Heading out the door? Read this article on the new Outside+ app available now on iOS devices for members! Download the app.
Ineos owner Jim Ratcliffe indicates that he could pull his sponsorship from the Tour de France winning team if an inquiry shows clean cycling rules were broken.
Ratcliffe took over Team Sky in May ahead of the Giro d’Italia and Tour de France. Egan Bernal helped the team win its seventh Tour title this summer. In the background, however, former Team Sky and British Cycling doctor Richard Freeman is being heard for allegedly ordering testosterone for doping purposes.
British newspaper The Times published an article with Ratcliffe over the weekend with the headline reading, “We’ll leave cycling if rules were broken.”

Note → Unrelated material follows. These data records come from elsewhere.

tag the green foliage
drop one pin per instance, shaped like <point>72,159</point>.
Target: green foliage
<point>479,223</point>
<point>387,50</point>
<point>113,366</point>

Ratcliffe mostly applauded the team, which has “the most sophisticated and rigorous [procedures] in the cycling world,” but said his top lawyer is keeping an eye on everything. With money from his multinational chemicals company, he also owns French football club OCG Nice and helped Eliud Kipchoge run a marathon under two hours.
“Our chief counsel, who looks at compliance across Ineos, was responsible for looking at compliance in cycling,” he said. “And if he ever tells me he has a concern, that will be it, done for us. The day any of that enters our world then we would leave cycling. I don’t think it will.”
Freeman admitted he ordered testosterone to the National Cycling Centre. The General Medical Council is hearing him and others in a case that could prove the substance was for one of Sky’s riders.
Freeman had testified that former British Cycling and Team Sky head coach Shane Sutton ‘bullied’ him into ordering testosterone for the treatment of erectile dysfunction. His lawyers also accused Sutton of doping in his career. The hearing is ongoing and its verdict could rock cycling’s top team.
When Ratcliffe took over, he gave the already richest team an even bigger budget. It is around £40 million, according to VeloNews sources.
“We checked all the procedures, everything, doctors’ records. You buy a cycling team, there wasn’t much legal work to do but we spent a lot of time on due diligence on the team,” Ratcliffe continued.
“We had external lawyers do those checks, looking at the procedures, testing. We took it seriously. The regulations when we bought, and the procedures in Team Sky, were the most sophisticated and rigorous in the cycling world.”
Team boss Dave Brailsford would have to deal with any potential evidence of wrong-doing when Freeman and Sutton were under his watch. He is currently recovering from prostate cancer surgery and preparing for the 2020 season with Bernal, Chris Froome, Geraint Thomas, and the team’s other star riders.
Ratcliffe put the weight on Brailsford’s shoulders, but underlined his confidence in the team.
“Dave will have to deal with that side,” Ratcliffe continued. “I am not interested in the history – just our watch and going forward.
“If there are any issues for Dave, he will have to deal with those. There is nothing happening in our team.”